Seine-et-Marne : trois hommes interpellés un an après l'attaque d'une supérette

Trois hommes âgées de 20 à 30 ans, ont été mis en examen pour tentative d'assassinat. Ils sont accusés d'avoir attaqué une supérette à Pringy, en Seine-et-Marne, le 5 mai 2018, pour une histoire de concurrence.

CARTE PRINGY
CARTE PRINGY Crédit : RTL
cassandre
Cassandre Jeannin Journaliste

Il y a un presqu'un an, dans la nuit du 4 au 5 mai 2018, une supérette de Pringy en Seine-et-Marne avait été incendiée. Trois hommes ont été mis en examen dans cette affaire pour tentative d'assassinat. Il s'agirait d'une attaque liée à la concurrence et à des dettes, révèle Le Parisien. 

Vers 0h30 ce soir-là, trois personnes encagoulées sont apparues dans le Proxy de Pringy, avenue de Fontainebleau. Ils se mettent alors à jeter un cocktail molotov. Le gérant, effectuant son inventaire dans l'arrière-boutique, se rend à l'avant de la supérette. Au même moment, sa fille dormait sous le comptoir, ce que n'avait pas vu les assaillants. Le père parvient à extirper sa fille du brasier. Il se brûle les mains et la petite fille de 8 ans sera évacuée dans un état critique à l'hôpital pédiatrique Armand-Trousseau à Paris. 

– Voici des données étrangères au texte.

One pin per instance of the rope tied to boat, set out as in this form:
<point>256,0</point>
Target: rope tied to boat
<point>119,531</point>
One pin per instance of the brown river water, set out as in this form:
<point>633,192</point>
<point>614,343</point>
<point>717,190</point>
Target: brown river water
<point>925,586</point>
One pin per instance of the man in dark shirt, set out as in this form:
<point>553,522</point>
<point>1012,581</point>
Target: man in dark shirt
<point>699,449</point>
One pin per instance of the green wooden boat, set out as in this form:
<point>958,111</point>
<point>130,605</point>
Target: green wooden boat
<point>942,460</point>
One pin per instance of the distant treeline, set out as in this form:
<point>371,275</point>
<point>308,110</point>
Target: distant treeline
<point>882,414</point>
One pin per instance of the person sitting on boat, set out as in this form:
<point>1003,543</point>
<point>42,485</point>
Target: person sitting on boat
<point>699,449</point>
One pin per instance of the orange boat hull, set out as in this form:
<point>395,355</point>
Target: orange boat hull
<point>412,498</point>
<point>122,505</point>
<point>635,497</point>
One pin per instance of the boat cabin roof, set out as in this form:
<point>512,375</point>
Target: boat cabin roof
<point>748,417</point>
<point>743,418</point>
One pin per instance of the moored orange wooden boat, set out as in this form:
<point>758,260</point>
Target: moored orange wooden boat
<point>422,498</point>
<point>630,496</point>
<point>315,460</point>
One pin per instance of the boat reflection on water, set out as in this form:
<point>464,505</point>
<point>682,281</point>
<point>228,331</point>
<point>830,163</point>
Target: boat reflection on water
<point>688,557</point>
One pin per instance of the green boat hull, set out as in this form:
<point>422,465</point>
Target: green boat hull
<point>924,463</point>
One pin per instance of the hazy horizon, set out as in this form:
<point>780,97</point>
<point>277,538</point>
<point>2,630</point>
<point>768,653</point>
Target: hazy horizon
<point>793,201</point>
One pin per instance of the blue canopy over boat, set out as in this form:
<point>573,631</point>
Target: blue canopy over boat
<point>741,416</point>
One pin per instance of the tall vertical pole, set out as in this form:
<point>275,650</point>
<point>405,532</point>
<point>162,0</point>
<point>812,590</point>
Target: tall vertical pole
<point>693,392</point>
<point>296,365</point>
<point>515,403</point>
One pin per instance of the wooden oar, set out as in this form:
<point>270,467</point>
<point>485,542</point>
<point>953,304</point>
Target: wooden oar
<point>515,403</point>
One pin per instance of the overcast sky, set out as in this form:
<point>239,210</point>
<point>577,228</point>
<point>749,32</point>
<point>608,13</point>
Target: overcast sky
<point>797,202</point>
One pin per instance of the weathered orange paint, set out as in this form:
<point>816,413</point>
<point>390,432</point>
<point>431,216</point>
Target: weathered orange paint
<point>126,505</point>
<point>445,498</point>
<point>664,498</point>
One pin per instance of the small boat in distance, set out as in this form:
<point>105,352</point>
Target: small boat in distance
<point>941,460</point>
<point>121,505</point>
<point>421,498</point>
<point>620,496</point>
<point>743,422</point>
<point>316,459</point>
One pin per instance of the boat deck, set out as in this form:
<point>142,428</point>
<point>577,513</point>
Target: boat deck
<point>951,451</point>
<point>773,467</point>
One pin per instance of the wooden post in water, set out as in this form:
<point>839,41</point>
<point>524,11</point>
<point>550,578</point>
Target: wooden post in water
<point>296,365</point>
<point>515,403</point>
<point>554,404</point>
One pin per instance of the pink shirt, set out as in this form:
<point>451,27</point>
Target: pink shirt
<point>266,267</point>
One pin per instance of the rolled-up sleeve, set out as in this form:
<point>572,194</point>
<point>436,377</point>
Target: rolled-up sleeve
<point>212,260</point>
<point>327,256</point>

Le magasin n'a toujours pas rouvert depuis l'attaque. Le gérant n'y ai jamais retourné, il s'occupe essentiellement de sa fille. Anaïs, a quitté l'hôpital le 17 avril dernier, après 11 mois de soins médicaux. "Les séquelles sont énormes, irréversibles", confie ainsi le père sur les réseaux sociaux, en indiquant notamment que sa fille a été touchée aux yeux.

Une affaire de concurrence

Les trois suspects âgés de 20 à 30 ans, tous originaires de Seine-et-Marne, ont été interpellés début avril, soit un an après la tragédie. Il s'agirait d'un commanditaire et de deux exécutants qui voulaient "neutraliser un concurrent", indique un proche du dossier au Parisien. 

"Cette affaire est terrible, triste, de toute façon. Mais si c’est effectivement lié à un concurrent, qui a voulu se débarrasser de la concurrence, il n’y a pas de mot", a déclaré Éric Bonnomet, le maire de Pringy. "Je suis satisfait de ces interpellations. J’espère que la justice passera", a-t-il ajouté.